Os fundadores, Jobert Abma e Michiel Prins, cresceram nos Países Baixos como hackers. Tinham 17 anos quando os seus pais, cansados de os ver colados ao computador, lhes disseram para os deixarem de lado e arranjarem um emprego ou criarem um negócio a partir das suas atividades de pirataria informática. Motivados por esta proposta, fizeram uma lista de 100 marcas de todo o mundo que pretendiam hackear e, além disso, propuseram a estas organizações que o fizessem. A fim de persuadir as empresas a dar-lhes luz verde, disseram-lhes que se não encontrassem nada, apresentariam a empresa com bolo para todos os empregados; no entanto, se tivessem êxito, a empresa teria de os convidar para uma reunião com bolo. Na verdade, nunca tiveram de comprar nenhum.

Dado o ritmo frenético de crescimento e modernização da tecnologia e do mercado da cibersegurança ao longo da última década, como diria que evoluiu de então para agora?

No ano passado, a plataforma HackerOne atingiu a marca de um milhão de hackers registados; no entanto, este número está sempre a crescer. Enquanto a maioria da comunidade está a explorar e a aprender, o número de vulnerabilidades relatadas pelos hackers está a aumentar todos os anos. Em 2021, o número de hackers que apresentavam vulnerabilidades aumentou 63% em comparação com o ano anterior. Há duas razões distintas para este crescimento contínuo: por um lado, organizações em todo o mundo estão a investir mais no hacking ético; por outro lado, cada vez mais pessoas querem participar na ação. Além disso, os incentivos para os hackers estão a tornar-se cada vez mais atraentes – de facto, até agora, pagámos mais de 200 milhões de dólares no total à causa. Desde 2019, cerca de 22 hackers ganharam mais de 1 milhão de dólares com o seu trabalho.

A HackerOne é frequentemente referido como um conjunto de hackers éticos ou hackers de chapéu branco, o que pensa que isto significa? Concorda com a designação acima referida?

Não consideramos os hackers como criminosos. A definição de hacker é alguém que gosta do desafio intelectual de superar limitações de forma criativa. Aqueles que utilizam habilidades de hacking para fins maliciosos seriam chamados cibercriminosos ou atacantes, por isso, sim, sentimo-nos representados por este conceito.

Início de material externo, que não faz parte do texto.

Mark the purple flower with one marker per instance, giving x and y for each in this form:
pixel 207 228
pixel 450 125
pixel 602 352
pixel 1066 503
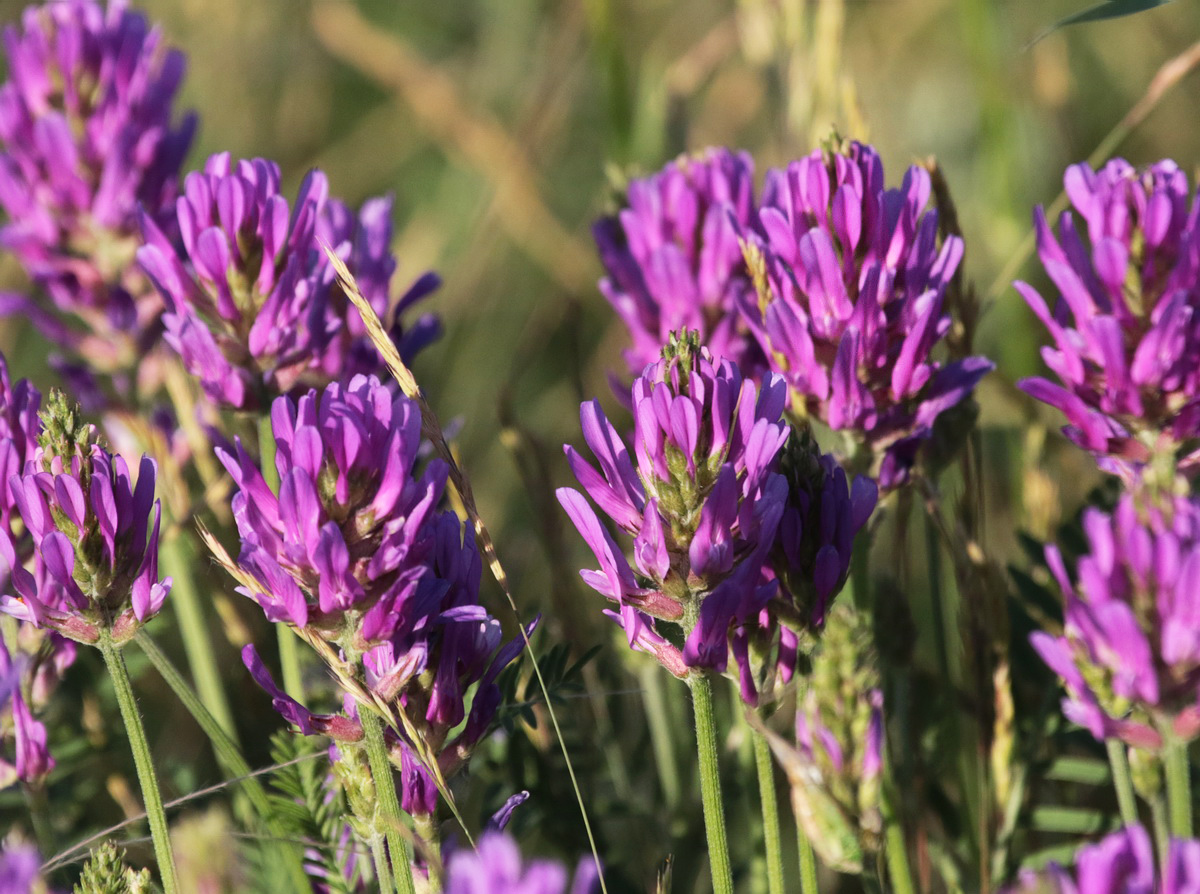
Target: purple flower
pixel 1121 863
pixel 1126 331
pixel 87 138
pixel 354 551
pixel 673 261
pixel 496 868
pixel 1131 648
pixel 823 515
pixel 253 306
pixel 837 766
pixel 702 505
pixel 850 286
pixel 95 546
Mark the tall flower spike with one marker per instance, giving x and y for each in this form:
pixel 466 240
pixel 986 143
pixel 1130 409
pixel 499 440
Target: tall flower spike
pixel 1126 330
pixel 835 768
pixel 702 505
pixel 37 658
pixel 87 138
pixel 849 305
pixel 354 551
pixel 496 868
pixel 672 257
pixel 1121 863
pixel 1129 655
pixel 253 305
pixel 95 535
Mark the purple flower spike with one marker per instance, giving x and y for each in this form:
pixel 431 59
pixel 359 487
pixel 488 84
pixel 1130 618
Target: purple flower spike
pixel 1131 648
pixel 354 550
pixel 702 504
pixel 1126 331
pixel 253 306
pixel 1121 863
pixel 850 286
pixel 496 868
pixel 94 532
pixel 816 535
pixel 87 138
pixel 673 261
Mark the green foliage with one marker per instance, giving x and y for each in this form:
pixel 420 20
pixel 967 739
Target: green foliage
pixel 311 808
pixel 107 874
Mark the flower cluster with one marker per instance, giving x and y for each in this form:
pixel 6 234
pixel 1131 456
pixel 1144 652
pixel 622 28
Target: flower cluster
pixel 1126 330
pixel 837 766
pixel 673 261
pixel 496 867
pixel 703 504
pixel 253 305
pixel 95 546
pixel 88 138
pixel 851 281
pixel 1122 863
pixel 823 515
pixel 1131 651
pixel 354 552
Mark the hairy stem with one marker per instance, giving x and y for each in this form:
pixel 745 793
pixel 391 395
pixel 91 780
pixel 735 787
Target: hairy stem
pixel 156 816
pixel 711 783
pixel 388 805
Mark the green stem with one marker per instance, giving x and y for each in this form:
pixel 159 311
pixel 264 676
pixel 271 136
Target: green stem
pixel 711 783
pixel 178 561
pixel 229 756
pixel 1179 787
pixel 1119 760
pixel 155 814
pixel 661 738
pixel 772 838
pixel 383 871
pixel 895 847
pixel 1162 831
pixel 289 646
pixel 427 831
pixel 388 805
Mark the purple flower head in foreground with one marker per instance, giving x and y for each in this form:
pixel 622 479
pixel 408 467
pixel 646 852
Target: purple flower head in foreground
pixel 87 138
pixel 816 535
pixel 850 287
pixel 834 771
pixel 702 504
pixel 1129 655
pixel 1121 863
pixel 253 306
pixel 355 555
pixel 95 535
pixel 1126 331
pixel 37 658
pixel 673 261
pixel 496 867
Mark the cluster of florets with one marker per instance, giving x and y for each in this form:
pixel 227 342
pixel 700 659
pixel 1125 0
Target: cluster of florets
pixel 253 304
pixel 88 138
pixel 1126 330
pixel 353 551
pixel 673 261
pixel 851 291
pixel 1129 654
pixel 94 532
pixel 1121 863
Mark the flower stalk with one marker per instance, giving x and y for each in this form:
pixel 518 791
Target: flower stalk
pixel 156 816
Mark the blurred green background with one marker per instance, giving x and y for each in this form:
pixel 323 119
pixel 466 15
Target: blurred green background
pixel 499 126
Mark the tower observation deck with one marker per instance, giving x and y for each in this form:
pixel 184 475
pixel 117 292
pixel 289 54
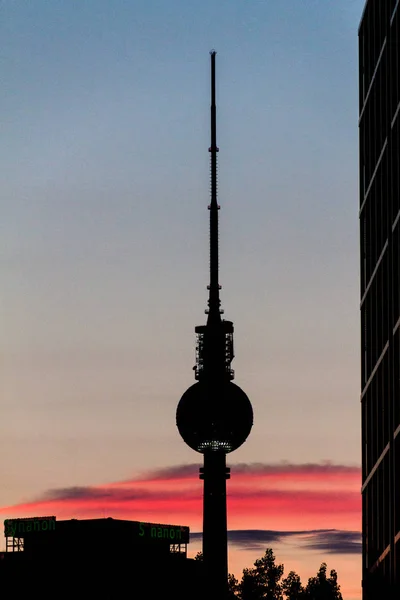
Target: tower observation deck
pixel 214 415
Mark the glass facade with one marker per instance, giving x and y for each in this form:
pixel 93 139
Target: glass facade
pixel 379 131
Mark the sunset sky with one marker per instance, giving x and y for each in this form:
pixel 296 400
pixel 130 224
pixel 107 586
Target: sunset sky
pixel 104 257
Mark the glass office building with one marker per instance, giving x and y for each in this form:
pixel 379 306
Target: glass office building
pixel 379 131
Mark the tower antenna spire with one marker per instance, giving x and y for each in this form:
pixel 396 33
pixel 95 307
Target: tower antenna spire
pixel 214 311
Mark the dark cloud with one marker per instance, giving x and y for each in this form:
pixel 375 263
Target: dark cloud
pixel 332 541
pixel 325 467
pixel 113 494
pixel 336 542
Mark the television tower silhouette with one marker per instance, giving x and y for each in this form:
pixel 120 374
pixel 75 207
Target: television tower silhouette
pixel 214 416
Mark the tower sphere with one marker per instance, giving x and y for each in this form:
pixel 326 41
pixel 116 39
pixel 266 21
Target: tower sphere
pixel 214 416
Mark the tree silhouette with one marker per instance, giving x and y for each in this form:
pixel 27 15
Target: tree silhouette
pixel 292 588
pixel 322 587
pixel 262 581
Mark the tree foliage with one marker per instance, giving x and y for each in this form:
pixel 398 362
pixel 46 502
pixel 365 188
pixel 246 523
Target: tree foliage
pixel 322 587
pixel 264 582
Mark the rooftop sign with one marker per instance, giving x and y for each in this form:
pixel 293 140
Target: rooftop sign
pixel 20 527
pixel 175 534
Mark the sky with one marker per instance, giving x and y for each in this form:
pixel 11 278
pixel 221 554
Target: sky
pixel 104 190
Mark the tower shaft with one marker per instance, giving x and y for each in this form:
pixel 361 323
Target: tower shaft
pixel 214 287
pixel 215 539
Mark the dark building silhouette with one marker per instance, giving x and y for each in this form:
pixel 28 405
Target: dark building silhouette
pixel 98 558
pixel 214 416
pixel 379 131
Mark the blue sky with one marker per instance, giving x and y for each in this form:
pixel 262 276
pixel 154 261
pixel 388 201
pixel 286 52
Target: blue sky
pixel 104 229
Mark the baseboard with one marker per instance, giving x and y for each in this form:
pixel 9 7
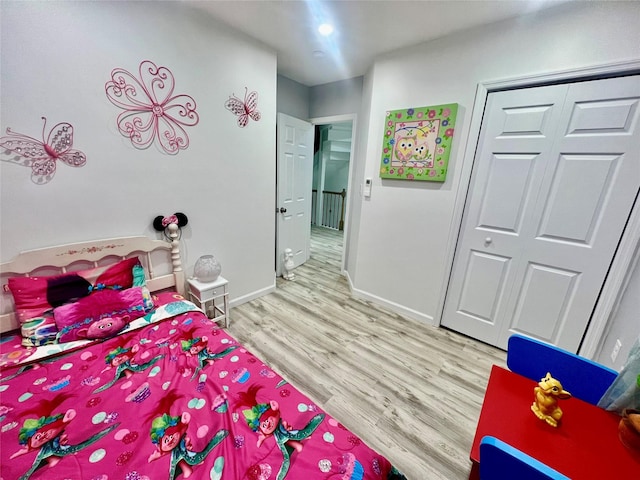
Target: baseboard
pixel 394 307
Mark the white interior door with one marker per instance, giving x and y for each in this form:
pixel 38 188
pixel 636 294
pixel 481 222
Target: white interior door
pixel 294 176
pixel 556 174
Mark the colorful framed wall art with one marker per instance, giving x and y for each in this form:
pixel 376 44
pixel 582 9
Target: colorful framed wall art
pixel 417 143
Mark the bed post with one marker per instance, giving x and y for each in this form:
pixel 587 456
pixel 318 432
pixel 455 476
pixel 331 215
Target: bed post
pixel 176 261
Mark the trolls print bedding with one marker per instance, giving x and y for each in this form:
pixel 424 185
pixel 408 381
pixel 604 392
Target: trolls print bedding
pixel 178 398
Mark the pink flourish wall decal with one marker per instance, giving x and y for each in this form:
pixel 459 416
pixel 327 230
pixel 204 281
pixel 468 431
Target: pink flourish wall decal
pixel 42 156
pixel 244 109
pixel 152 113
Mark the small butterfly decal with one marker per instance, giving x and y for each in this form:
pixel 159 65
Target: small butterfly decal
pixel 42 156
pixel 244 110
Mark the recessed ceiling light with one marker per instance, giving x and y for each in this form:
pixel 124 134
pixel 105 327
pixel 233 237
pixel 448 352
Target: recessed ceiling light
pixel 325 29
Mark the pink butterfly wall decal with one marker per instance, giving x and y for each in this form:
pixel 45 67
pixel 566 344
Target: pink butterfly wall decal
pixel 42 156
pixel 151 112
pixel 244 109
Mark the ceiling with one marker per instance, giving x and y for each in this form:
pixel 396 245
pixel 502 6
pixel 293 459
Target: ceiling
pixel 364 29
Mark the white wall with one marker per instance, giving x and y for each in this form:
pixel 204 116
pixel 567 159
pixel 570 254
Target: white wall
pixel 398 254
pixel 293 98
pixel 56 59
pixel 335 98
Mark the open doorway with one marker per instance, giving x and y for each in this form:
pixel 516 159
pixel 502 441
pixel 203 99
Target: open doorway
pixel 332 165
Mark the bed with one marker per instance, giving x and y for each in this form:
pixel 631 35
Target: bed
pixel 163 394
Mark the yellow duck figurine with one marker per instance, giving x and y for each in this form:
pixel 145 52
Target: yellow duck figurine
pixel 547 394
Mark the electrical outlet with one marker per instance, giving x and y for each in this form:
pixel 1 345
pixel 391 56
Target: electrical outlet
pixel 616 350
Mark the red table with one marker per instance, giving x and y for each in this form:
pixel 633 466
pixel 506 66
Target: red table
pixel 584 446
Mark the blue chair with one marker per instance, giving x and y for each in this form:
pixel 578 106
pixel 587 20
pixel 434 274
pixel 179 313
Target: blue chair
pixel 500 461
pixel 583 378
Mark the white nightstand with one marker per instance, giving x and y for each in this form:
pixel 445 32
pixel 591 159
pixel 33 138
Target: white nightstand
pixel 212 297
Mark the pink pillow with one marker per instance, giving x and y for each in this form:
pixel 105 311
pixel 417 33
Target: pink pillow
pixel 33 296
pixel 111 309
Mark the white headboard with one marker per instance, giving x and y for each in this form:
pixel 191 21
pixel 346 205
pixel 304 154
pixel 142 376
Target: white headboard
pixel 97 254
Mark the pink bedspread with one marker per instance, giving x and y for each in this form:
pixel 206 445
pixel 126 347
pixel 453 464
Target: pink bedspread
pixel 176 399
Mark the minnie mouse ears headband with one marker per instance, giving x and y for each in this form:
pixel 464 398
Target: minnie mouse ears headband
pixel 161 223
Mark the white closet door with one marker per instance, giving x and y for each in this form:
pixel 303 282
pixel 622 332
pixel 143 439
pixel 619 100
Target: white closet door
pixel 556 173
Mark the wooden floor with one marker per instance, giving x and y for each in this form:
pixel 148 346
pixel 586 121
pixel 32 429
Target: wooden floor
pixel 410 391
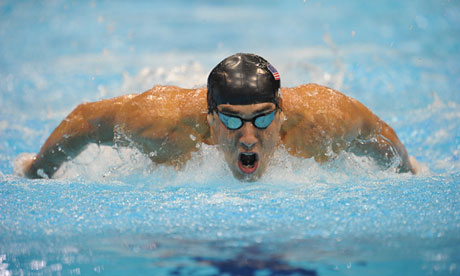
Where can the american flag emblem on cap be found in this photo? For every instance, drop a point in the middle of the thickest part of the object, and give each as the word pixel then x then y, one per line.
pixel 274 72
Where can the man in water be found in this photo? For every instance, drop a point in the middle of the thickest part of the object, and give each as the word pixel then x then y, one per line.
pixel 243 111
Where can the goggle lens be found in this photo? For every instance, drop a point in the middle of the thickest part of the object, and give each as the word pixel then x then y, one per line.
pixel 234 123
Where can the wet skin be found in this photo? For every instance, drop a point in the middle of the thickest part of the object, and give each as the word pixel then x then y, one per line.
pixel 172 122
pixel 248 149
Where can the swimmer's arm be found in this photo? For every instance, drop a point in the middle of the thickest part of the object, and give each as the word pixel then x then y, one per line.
pixel 328 122
pixel 378 140
pixel 87 123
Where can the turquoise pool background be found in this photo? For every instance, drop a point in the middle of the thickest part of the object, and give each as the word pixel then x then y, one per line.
pixel 111 212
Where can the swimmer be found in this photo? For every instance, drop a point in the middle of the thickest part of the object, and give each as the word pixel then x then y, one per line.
pixel 243 111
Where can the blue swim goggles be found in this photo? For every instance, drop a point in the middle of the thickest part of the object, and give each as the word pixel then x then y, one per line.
pixel 235 122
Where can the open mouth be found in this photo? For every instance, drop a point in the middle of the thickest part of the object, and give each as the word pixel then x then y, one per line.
pixel 248 161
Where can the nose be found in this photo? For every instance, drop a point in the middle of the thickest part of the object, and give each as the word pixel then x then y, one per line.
pixel 248 138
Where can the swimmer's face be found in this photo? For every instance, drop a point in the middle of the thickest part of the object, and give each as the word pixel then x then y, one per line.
pixel 248 148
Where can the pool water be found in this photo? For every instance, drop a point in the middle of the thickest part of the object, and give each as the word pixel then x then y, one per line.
pixel 110 211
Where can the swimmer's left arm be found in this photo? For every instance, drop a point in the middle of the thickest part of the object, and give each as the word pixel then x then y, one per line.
pixel 322 122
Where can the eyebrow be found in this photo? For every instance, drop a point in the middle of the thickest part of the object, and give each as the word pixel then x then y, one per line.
pixel 262 110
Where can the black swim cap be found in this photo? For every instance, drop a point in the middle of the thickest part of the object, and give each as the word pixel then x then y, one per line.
pixel 243 79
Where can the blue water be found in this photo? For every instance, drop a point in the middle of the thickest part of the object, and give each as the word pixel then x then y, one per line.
pixel 112 212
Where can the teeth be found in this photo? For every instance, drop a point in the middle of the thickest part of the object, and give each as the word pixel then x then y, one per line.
pixel 248 159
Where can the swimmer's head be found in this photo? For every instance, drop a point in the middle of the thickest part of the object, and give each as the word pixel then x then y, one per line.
pixel 243 79
pixel 244 113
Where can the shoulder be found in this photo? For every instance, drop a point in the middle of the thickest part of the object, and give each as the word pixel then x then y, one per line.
pixel 165 109
pixel 313 97
pixel 170 102
pixel 316 115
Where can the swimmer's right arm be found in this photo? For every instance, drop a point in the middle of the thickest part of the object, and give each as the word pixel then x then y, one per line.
pixel 87 123
pixel 166 120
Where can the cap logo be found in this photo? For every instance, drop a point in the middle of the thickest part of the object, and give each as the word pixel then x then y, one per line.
pixel 275 73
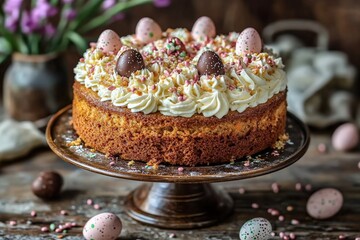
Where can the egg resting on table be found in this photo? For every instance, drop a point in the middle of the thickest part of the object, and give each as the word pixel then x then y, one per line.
pixel 104 226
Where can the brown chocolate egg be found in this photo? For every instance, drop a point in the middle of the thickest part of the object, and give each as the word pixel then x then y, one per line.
pixel 210 63
pixel 129 61
pixel 174 46
pixel 47 185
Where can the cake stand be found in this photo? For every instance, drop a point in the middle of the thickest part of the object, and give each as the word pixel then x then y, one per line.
pixel 178 197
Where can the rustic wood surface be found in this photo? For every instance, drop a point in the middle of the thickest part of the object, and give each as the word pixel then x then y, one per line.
pixel 331 169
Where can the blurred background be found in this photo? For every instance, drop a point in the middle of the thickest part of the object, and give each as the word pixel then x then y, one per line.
pixel 340 17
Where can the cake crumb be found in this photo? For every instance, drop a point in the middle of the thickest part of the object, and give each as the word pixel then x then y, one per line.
pixel 76 142
pixel 280 143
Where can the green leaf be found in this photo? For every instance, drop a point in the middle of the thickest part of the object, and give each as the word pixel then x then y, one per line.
pixel 104 18
pixel 79 41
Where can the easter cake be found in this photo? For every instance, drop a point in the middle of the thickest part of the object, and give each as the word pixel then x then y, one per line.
pixel 179 97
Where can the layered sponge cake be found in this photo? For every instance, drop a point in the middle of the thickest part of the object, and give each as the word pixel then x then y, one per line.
pixel 179 97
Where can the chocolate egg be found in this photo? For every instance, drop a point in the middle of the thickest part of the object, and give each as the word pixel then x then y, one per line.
pixel 109 41
pixel 324 203
pixel 174 46
pixel 147 30
pixel 256 228
pixel 249 41
pixel 47 185
pixel 203 28
pixel 104 226
pixel 210 63
pixel 129 61
pixel 345 137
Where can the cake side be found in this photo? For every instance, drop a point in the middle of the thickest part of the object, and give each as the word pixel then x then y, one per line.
pixel 191 141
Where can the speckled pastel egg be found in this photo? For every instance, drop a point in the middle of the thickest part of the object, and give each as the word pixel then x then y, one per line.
pixel 256 229
pixel 104 226
pixel 109 41
pixel 203 28
pixel 324 203
pixel 147 30
pixel 345 137
pixel 249 41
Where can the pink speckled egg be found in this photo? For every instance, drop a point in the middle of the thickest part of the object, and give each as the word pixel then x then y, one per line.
pixel 104 226
pixel 203 28
pixel 256 228
pixel 109 41
pixel 147 30
pixel 345 137
pixel 249 41
pixel 324 203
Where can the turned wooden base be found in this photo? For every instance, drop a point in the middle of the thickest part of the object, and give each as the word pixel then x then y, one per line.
pixel 178 206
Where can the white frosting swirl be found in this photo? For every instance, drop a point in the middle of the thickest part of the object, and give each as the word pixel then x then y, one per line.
pixel 171 84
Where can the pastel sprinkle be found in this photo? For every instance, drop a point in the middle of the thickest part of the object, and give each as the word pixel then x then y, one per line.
pixel 33 213
pixel 13 223
pixel 294 222
pixel 63 212
pixel 275 187
pixel 52 226
pixel 89 202
pixel 255 205
pixel 241 190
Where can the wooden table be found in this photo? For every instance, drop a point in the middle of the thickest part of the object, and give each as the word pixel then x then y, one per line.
pixel 331 169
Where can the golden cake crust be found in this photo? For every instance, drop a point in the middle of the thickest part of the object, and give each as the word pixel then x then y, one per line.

Com isto em mente, qual seria a missão da HackerOne hoje? Tem segmentos de negócio diferentes para o abordar?

O nosso objetivo é construir uma Internet mais segura, dando às organizações acesso à maior comunidade mundial de hackers éticos altamente qualificados. Armada com uma extensa base de dados de tendências de vulnerabilidade e referências da indústria, esta comunidade é capaz de mitigar o risco cibernético através de pesquisas seguras, encontrando e relatando fraquezas de segurança para organizações em todas as indústrias com superfícies de ataque cada vez maiores. A este respeito, a HackerOne fornece Programas de Divulgação de Vulnerabilidade que fornecem um canal claro através do qual se pode denunciar uma vulnerabilidade de software; Programas de Recompensa de Bugs que incentivam os hackers a encontrar vulnerabilidades com recompensas financeiras, bem como Pentests e o nosso produto de Gestão de Superfícies de Ataque recentemente lançado.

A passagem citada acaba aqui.